Walking into the exhibition space at Somerset House, you find yourself surrounded by legs- dozens of them. Walking, leaning, hailing a cab- and all clad in impeccably stylish shoes. Welcome to the world of Guy Bourdin, where commercial photography meets fine art. Throughout the 1960s and 70s he worked for illustrious fashion institutions, including Vogue; however, rather than conforming to traditional fashion story shoots, Bourdin experimented with perception, perspective and boundaries of social acceptability. Somerset House uses cine films, sketches and Polaroids to show the process behind Bourdin’s most innovative and controversial work.


©Guy Bourdin

Bourdin’s famous series of mannequin legs was taken for an advertisement campaign for Charles Jourdan, a high-end shoe brand. Bourdin tackled the project by embarking upon a road trip around Britain in August 1979. He came up with an infinitely wide range of ideas as to the positioning of the mannequin legs. This resulted in shots of parks, roads, industrial sites, and even the bath. The images often seem less about the shoes than the setting. Bourdin’s picturesque Normandy upbringing is credited for his preoccupation with landscapes, which is evident in the Polaroids that Bourdin used to plan his images.

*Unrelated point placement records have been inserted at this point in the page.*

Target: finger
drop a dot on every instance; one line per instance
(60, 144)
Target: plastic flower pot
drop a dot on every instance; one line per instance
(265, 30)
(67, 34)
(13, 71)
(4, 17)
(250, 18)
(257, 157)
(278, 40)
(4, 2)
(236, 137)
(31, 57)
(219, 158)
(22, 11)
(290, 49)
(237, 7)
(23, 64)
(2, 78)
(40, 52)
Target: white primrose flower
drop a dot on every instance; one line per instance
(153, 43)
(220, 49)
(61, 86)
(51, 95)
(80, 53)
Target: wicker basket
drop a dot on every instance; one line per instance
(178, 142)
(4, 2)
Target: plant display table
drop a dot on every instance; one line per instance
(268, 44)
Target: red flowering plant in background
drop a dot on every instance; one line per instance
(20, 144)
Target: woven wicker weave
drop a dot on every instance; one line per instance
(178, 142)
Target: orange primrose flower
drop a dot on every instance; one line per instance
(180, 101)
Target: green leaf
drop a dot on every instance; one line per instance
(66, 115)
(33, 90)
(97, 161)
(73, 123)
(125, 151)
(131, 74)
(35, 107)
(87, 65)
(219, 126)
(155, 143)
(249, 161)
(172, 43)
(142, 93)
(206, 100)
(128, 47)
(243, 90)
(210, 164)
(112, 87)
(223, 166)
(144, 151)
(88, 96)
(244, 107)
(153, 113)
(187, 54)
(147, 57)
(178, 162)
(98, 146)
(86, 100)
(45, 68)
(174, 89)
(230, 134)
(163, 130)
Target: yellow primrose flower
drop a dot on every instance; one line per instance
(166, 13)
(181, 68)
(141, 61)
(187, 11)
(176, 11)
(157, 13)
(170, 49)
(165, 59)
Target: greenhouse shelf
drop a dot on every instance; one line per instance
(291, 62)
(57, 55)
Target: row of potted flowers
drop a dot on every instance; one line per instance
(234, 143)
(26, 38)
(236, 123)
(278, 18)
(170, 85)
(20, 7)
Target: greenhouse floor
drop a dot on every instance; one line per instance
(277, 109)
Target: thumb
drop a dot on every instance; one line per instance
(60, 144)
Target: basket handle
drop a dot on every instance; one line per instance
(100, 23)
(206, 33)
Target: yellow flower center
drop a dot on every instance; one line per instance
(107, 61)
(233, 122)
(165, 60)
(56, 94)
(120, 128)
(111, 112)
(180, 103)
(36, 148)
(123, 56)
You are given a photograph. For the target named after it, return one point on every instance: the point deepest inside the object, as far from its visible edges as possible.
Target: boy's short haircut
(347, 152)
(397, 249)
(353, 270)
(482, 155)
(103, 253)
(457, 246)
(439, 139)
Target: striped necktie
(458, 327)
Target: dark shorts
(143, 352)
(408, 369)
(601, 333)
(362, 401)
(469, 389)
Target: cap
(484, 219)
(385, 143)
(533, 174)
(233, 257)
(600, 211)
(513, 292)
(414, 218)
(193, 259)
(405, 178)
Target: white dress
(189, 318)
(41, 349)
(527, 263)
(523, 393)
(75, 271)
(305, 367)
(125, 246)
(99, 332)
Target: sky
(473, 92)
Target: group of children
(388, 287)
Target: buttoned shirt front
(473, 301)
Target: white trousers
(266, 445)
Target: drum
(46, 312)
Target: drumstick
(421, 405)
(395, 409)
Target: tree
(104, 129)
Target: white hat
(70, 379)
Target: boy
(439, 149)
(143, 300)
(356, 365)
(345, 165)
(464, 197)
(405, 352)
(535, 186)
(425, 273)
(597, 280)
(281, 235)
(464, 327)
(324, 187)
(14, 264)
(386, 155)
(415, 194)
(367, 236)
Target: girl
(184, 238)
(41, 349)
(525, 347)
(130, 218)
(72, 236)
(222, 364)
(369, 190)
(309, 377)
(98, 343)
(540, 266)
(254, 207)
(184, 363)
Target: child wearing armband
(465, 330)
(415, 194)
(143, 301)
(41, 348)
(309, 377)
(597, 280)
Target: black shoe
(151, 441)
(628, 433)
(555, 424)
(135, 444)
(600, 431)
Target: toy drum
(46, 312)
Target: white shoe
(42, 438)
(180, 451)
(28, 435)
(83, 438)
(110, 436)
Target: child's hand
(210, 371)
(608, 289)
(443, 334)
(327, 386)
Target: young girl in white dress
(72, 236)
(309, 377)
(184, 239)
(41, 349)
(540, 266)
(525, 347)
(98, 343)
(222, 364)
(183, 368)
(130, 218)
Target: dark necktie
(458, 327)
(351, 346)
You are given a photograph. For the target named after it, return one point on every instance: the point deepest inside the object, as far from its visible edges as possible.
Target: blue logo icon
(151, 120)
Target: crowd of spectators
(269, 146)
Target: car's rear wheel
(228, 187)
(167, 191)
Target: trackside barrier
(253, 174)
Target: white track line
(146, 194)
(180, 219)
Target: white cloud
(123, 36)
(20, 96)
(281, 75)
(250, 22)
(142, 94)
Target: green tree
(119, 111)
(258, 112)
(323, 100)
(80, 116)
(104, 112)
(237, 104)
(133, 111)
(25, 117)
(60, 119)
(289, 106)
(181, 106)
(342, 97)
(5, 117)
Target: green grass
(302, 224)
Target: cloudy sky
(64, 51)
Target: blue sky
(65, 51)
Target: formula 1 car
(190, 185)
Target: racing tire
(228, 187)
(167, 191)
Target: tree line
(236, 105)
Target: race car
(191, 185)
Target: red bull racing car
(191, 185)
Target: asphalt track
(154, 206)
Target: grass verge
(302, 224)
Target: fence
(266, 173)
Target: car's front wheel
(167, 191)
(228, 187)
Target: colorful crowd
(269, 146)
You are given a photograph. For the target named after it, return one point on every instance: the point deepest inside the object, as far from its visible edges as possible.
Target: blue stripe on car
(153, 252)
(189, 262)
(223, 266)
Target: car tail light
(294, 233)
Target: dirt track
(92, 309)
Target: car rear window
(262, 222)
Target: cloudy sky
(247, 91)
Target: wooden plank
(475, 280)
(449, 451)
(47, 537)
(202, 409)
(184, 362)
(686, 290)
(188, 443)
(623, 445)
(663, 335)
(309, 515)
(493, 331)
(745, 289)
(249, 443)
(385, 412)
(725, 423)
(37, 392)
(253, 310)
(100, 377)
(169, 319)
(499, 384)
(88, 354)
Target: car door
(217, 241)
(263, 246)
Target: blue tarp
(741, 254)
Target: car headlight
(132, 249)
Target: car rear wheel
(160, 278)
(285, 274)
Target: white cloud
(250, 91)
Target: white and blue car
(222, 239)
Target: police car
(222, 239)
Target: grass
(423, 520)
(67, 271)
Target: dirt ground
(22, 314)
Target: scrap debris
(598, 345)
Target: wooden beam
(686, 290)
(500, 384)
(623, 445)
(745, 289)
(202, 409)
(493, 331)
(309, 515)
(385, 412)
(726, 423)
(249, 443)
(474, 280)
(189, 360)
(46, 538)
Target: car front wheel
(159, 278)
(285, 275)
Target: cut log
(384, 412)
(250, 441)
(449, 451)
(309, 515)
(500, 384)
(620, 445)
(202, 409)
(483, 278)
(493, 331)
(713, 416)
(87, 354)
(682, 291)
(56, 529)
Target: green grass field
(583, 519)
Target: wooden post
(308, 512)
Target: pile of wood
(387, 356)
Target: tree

By following his fascination with setting, Bourdin produced an entire fashion campaign without using a single model.

©Guy Bourdin

Bourdin’s favourite artists and movements frequently crept into his work, often resulting in images which were macabre, or borderline pornographic. He channelled Alfred Hitchcock’s use of suspense, as his photographs left the viewer on tenterhooks, wondering about the full narrative of the shot. For example, one image shows the outline of a body at a murder scene, with a pair of pink wedge shoes left as evidence. Was Bourdin portraying the owner of the heels as a femme fatale, or Hitchcock-esque ‘blonde victim’?

©Guy Bourdin

There are nods to the Surrealist movement throughout the exhibition, and especially to the idea of ‘convulsive beauty’, which simultaneously disturbs and delights. In one image, the model is covered with glass beads to give a distorted, yet ethereally beautiful, perspective on the human face. Bourdin also subscribed to more orthodox advertising techniques, such as the ‘Droste’ effect, which repeated a segment of the image over and over again. The most famous example of this is the ‘fingernails’ image, which hinted at Dali’s Surrealist repeated motif of hands.

©Guy Bourdin

Bourdin created video shorts of his shoots, known as cine films, using a simple Super 8 camera. Somerset House has devoted an entire room to these films, which give a sense of the movement of the models as they posed for that one perfect shot. The films produced an intimate insight into image making at a time when ‘behind the scenes’ video footage was not freely available. Other multi-media peeks into Bourdin’s work include his detailed sketch plans, which include the exact dimensions of subjects within the shot. Bourdin’s extensive artistic talents are also shown by his early paintings, which are hung side by side with the photographs that the paintings later inspired.

©Guy Bourdin

Guy Bourdin was not content with taking traditional commercial shots, which overtly advertised products and confined themselves to ‘fashion stories’. Bourdin’s stories were more likely to contain suspense, sex, and invisible women, as he played with the viewer’s perspective and pushed limits of acceptability in his subject matter. Somerset House displays the meticulous care with which Bourdin produced his photographs, showcasing Polaroids, sketches, and cine films, which Bourdin was at pains to produce and save. It is almost as if he was conscious of the fact that audiences in later decades would want to explore his innovative process as an image maker.

©Guy Bourdin

Guy Bourdin: Image Maker is in its final weeks, running until March 15th 2015.